The County Court providently exercised its discretion in denying the defendant's request to retain, at public expense, an expert to aid in his defense, since he failed to establish extraordinary circumstances to justify the expenditure, which would have exceeded the statutory limit of $1,000 (see County Law § 722–c ; People v. Ganntt, 159 A.D.3d 986, 73 N.Y.S.3d 620 ; People v. Clarke, 110 A.D.3d 1341, 1342, 975 N.Y.S.2d 194 ).

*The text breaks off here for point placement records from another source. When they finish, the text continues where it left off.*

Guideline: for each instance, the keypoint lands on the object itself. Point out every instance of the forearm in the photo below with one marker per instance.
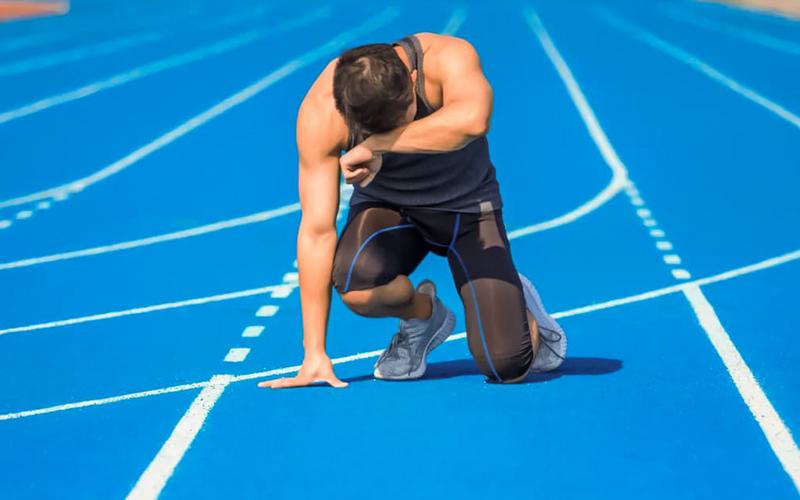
(448, 129)
(315, 251)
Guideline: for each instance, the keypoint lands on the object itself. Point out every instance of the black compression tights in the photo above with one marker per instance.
(381, 242)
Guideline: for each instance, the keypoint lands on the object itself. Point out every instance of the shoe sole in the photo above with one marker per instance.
(435, 341)
(530, 292)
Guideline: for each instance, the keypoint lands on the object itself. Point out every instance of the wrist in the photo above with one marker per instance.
(382, 143)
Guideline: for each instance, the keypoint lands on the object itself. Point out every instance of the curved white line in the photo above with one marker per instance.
(152, 240)
(727, 275)
(327, 49)
(149, 309)
(160, 65)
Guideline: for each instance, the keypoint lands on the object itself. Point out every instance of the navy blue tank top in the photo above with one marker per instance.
(455, 181)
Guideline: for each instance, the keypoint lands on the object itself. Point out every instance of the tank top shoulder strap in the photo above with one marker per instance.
(413, 49)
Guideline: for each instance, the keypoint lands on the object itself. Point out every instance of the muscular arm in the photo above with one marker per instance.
(316, 238)
(318, 151)
(465, 113)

Contrary to the defendant's contention, the jury was properly instructed by the County Court to consider each count separately in determining whether the People had proven the defendant's guilt beyond a reasonable doubt, which instruction we may presume was followed (see People v. Mooney, 62 A.D.3d 725, 726, 878 N.Y.S.2d 430 ; People v. Nelson, 133 A.D.2d 470, 470, 519 N.Y.S.2d 686 ; People v. Clark, 129 A.D.2d 724, 725, 514 N.Y.S.2d 487 ).
Contrary to the defendant's contention, raised in his pro se supplemental brief, the County Court providently exercised its discretion in denying his for-cause challenge to a prospective juror (see CPL 270.20[1][b] ; People v. Chambers, 97 N.Y.2d 417, 419, 740 N.Y.S.2d 291, 766 N.E.2d 953 ; People v. Hewitt, 95 A.D.3d 1358, 1359, 944 N.Y.S.2d 766 ; People v. Johnson, 40 A.D.3d 1011, 1011–1012, 837 N.Y.S.2d 222 ).
The defendant's contention, raised in his pro se supplemental brief, that his alleged exclusion from two sidebar bench conferences resulted in a violation of his fundamental right to be present at all material stages of trial is without merit (see People v. Fabricio, 307 A.D.2d 882, 883, 763 N.Y.S.2d 619, affd 3 N.Y.3d 402, 787 N.Y.S.2d 219, 820 N.E.2d 863 ). The record demonstrates that the sidebar conferences either involved purely legal matters, at which the defendant's presence was not required (see People v. DePallo, 96 N.Y.2d 437, 443, 729 N.Y.S.2d 649, 754 N.E.2d 751 ; People v. Rodriguez, 85 N.Y.2d 586, 590–591, 627 N.Y.S.2d 292, 650 N.E.2d 1293 ; People v. McCrae, 1 A.D.3d 612, 767 N.Y.S.2d 664 ), or matters in which there was no "potential for the defendant to meaningfully participate in the subject discussions" ( People v. Fabricio, 3 N.Y.3d at 406, 787 N.Y.S.2d 219, 820 N.E.2d 863 ; see People v. Dokes, 79 N.Y.2d 656, 660, 584 N.Y.S.2d 761, 595 N.E.2d 836 ).
The defendant's contention, raised in his pro se supplemental brief, that he was deprived of the effective assistance of counsel is based entirely on matter outside the record, and thus, that contention must be raised by way of a CPL 440.10 motion (see People v. Fields, 132 A.D.3d 1012, 1012–1013, 19 N.Y.S.3d 293 ; People v. Freeman, 93 A.D.3d 805, 806, 940 N.Y.S.2d 314 ).
SCHEINKMAN, P.J., BALKIN, HINDS–RADIX and LASALLE, JJ., concur.